Local industry players, like domestic U.S. players and foreign countries, fear that China would further dominate the U.S. market—the world’s largest market for apparel—with the lifting of quota restrictions. With its cheap labor cost, China produces apparel at substantially lower cost than other countries and territories, including the CNMI.
“We can always get our goods to America, but we just don’t know if we can meet other countries’ price offers. Our selling prices have dropped 20 percent in the past four years, and we expect that the U.S. consumer will expect another 5-10 percent drop within a year. Without ‘reworking’ our tariff formula, there’s really no other way to get our prices down, barring paying less salary or eliminating local taxation, which is something no one really wants to think about,” Pierce said.
“Price advantage and the ability to compete brought us to Saipan, and it is the inability to compete in pricing that will slowly move the industry elsewhere,” he added.
Pierce said the SGMA board led by its chairman, James C. Lin, met with Babauta, attorney general Pamela Brown, governor’s legal counsel Steven Newman, and other administration officials last Monday and Tuesday.
Part of the discussions include the garment industry’s request in seeking amendment to the U.S. Tariff Code and local labor regulations, as well as assistance in addressing retail shops on Saipan selling stolen goods from Saipan factories.
Saipan’s garment industry wants a congressional amendment to the U.S. Tariff Code so that garment products coming from the insular areas such as the Commonwealth could enter the United States duty-free.
SGMA also wants the federal government to grant petitions that would limit China’s growth rate to 7.5 percent annually. It lauded the federal government’s move to extend by 30 days the imposition of certain restriction on China’s garment exports in January 2005, giving more time until the petitions are decided.

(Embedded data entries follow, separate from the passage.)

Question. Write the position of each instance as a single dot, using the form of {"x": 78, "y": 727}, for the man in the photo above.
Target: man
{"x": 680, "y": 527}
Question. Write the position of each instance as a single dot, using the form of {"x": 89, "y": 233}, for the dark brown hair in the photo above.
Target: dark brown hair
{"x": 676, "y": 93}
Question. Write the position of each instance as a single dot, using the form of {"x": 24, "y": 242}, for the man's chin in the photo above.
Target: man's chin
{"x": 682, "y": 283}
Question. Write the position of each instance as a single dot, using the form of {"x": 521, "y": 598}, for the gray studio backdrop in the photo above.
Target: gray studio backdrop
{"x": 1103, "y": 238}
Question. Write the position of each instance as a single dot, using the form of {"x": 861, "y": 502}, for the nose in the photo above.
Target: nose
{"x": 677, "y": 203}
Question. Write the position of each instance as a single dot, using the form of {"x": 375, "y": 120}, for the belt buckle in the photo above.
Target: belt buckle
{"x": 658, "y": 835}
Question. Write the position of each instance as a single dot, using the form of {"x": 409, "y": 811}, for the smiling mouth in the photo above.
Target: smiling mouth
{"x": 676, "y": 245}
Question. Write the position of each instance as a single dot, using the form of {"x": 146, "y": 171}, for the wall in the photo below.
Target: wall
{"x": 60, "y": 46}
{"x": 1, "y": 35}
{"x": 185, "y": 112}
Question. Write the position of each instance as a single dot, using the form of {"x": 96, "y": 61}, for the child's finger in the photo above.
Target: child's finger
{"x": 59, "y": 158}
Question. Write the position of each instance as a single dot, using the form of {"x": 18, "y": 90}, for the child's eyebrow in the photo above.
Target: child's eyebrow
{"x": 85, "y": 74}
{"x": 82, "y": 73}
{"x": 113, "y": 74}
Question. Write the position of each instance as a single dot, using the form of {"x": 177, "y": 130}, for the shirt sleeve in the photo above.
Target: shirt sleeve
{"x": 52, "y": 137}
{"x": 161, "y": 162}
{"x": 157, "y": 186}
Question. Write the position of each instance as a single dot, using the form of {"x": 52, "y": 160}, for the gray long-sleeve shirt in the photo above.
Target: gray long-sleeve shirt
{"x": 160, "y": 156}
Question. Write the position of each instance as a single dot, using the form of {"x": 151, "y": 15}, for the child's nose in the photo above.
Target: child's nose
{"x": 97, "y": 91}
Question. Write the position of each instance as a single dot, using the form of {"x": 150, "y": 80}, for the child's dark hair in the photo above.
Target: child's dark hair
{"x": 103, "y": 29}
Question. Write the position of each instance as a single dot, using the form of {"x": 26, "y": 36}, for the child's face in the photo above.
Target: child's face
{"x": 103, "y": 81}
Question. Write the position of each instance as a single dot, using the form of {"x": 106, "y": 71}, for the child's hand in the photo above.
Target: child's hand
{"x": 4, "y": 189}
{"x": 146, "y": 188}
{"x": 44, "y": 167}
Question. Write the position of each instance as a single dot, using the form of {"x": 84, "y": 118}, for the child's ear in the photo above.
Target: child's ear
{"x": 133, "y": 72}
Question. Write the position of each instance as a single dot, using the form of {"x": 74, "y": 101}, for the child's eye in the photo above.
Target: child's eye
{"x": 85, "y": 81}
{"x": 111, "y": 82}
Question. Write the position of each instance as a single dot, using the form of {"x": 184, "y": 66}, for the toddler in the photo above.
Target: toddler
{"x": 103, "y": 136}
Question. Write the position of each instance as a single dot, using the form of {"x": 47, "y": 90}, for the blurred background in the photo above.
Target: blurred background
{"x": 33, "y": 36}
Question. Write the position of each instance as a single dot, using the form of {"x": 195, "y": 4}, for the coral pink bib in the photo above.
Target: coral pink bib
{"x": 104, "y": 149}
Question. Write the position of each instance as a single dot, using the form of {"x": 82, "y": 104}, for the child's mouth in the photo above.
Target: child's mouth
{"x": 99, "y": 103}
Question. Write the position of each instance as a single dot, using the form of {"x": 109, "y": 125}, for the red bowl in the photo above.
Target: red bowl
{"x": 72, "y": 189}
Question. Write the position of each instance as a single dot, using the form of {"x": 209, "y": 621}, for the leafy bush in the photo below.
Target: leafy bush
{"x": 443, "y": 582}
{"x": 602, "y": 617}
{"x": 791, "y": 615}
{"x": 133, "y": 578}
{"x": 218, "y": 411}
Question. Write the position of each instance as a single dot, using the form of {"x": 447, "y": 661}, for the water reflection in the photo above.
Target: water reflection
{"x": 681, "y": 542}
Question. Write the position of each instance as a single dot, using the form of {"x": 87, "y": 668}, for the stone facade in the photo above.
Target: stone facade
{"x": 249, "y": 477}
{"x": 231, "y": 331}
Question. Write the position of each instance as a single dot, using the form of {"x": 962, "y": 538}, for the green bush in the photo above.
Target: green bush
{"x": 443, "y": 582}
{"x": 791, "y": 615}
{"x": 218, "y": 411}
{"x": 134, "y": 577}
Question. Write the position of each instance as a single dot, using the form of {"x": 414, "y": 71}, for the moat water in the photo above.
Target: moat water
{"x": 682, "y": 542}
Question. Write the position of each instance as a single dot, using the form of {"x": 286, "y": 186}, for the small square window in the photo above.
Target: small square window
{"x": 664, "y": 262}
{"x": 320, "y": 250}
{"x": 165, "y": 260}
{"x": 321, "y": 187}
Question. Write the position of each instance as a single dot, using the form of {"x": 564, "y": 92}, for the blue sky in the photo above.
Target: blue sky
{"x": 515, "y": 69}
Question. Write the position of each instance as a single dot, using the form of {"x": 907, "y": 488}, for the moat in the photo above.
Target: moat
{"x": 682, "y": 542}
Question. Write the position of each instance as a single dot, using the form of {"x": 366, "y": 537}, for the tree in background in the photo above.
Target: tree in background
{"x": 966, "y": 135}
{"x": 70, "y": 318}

“It’s paradoxical, even ironic, how things are working out for us in our quest for industry survival here in the CNMI,” Pierce said. “We are a part of the United States of America, yet we are competing with foreign countries for a ‘market share’ of American consumer purchases in apparel, when, as foreign countries, their access to the U.S. marketplace, through their new quota and tariff treatment, now threatens our existence as a business in one of America’s insular areas.”
For instance, new trade partnerships between the United States and Egypt, which allow U.S. companies to import apparel products from the latter’s industrial zones, gives more reason for the federal government to reduce the value-added requirement for apparel coming from the insular areas, including the CNMI, the SGMA earlier said.
The new qualified industrial zones in Egypt are authorized by an extension to the U.S./Israel Free Trade Agreement, which provides duty free access to products made in QIZs subject to certain requirements, including a rule that the goods undergo substantial transformation in the QIZ and that they satisfy a 35 percent minimum value requirement, including the use of Israeli content.
Under the Egyptian QIZ program, goods manufactured in designated industrial zones in Egypt, which utilize Israeli inputs, will receive duty-free treatment when exported into the United States. Designated QIZs include those in Greater Cairo, Alexandria, and Suez Canal Zone.
A similar trade partnership with Jordan has reportedly been in existence since 1998.